Liposomal encapsulation alters drug kinetics, resulting in a prolonged half-life. Furthermore, increased accumulation in KS tissues -- as high as 5- to 50-fold compared with the normal surrounding tissue -- results in enhanced cellular toxicity. Liposome-encapsulated daunorubicin and doxorubicin have been studied extensively in the treatment of AIDS-KS.[27,28] The dose-limiting toxicity of liposomal daunorubicin is bone marrow suppression, while liposomal doxorubicin is associated with hand/foot syndrome, consisting of pain and palmar-plantar erythema. Compared with combination chemotherapy with doxorubicin, bleomycin, and vinblastine (ABV) or bleomycin and vinblastine (BV), the toxicity of liposomal anthracyclines is substantially reduced. Hair loss, in particular, is rare with the liposomal preparations. In addition, the incidence of cardiac toxicity appears to be reduced, even after high cumulative doses. In 2 independent phase 3 studies, both liposomal daunorubicin (40 mg/m2 administered intravenously [IV] every 2 weeks) and doxorubicin (20 mg/m2 IV every 2 weeks) as single agents had activity equivalent or superior to combinations of ABV or BV.[27,28] Moreover, the duration of response, time to treatment failure, and overall survival were also improved compared with those achieved with the combination chemotherapy regimens.[27,28]
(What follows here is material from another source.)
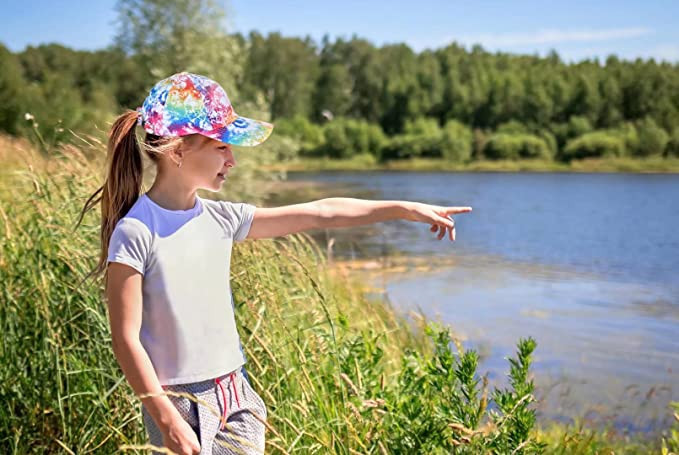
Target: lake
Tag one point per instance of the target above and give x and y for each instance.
(587, 264)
Interleukin-12 (IL-12) has known antiangiogenic properties through induction of interferon-gamma with subsequent production of inducible protein 10 (IP-10). This cytokine is also known to have immunostimulatory properties in respect of natural killer cells. Because preclinical models have indicated potential synergy between antiangiogenic and cytotoxic therapies, Little and colleagues[29] at the NCI initiated a phase 2 clinical trial of liposomal doxorubicin (20 mg/m2 IV every 3 weeks) plus IL-12 (300 ng/kg subcutaneously twice weekly) for 18 weeks. The active treatment phase was then followed by maintenance IL-12 (500 ng/kg twice weekly). A total of 23 patients with advanced KS and HIV-1 disease have been accrued to date. At baseline, the median CD4+ cell count was 142 cells/mm3 (range, 14-760), and the median HIV-1 RNA level was 2.10 log10 copies/mL. The median Karnofsky performance status was 80%, and all patients had extensive tumor involvement (n = 20), a CD4+ cell count < 150 cells/mm3, or both, leading to very poor T-I-S scores (T = clinical extent/placement of tumor; I = immune status/CD4+ cell count; S = assessment of HIV-related systemic illness).
At the time of reporting, 20 patients were evaluable, of whom 17 (85%) had experienced a partial response. The median time to response was relatively short, at 2 cycles. Of patients with CD4+ cell counts < 150 cells/mm3, 2 progressed during the chemotherapy phase and 3 progressed during maintenance IL-12. In patients with CD4+ cell counts > 150 cells/mm3, 3 patients progressed during maintenance IL-12. Toxicity included grade 4 neutropenia and grade 4 elevations of aspartate aminotransferase. Two patients developed nonneutropenic sepsis, believed to be unrelated to study treatment. The median progression-free survival was 6.8 months at the time of analysis, shorter than initially postulated from results in earlier trials of IL-12 alone. The reasons for the short progression-free survival are unknown, but may be related to the fact that these patients had far-advanced disease with regard to both KS and HIV-1. Thus, they may have required a longer period of cytotoxic chemotherapy before switching to maintenance IL-12 alone. An amendment to this protocol was recently initiated, in which patients with residual KS after 18 weeks of liposomal doxorubicin plus IL-12 may then receive paclitaxel every 3 weeks plus continued IL-12 until near or complete remission. At that time, cytotoxic chemotherapy will be discontinued and IL-12 alone will be given during maintenance.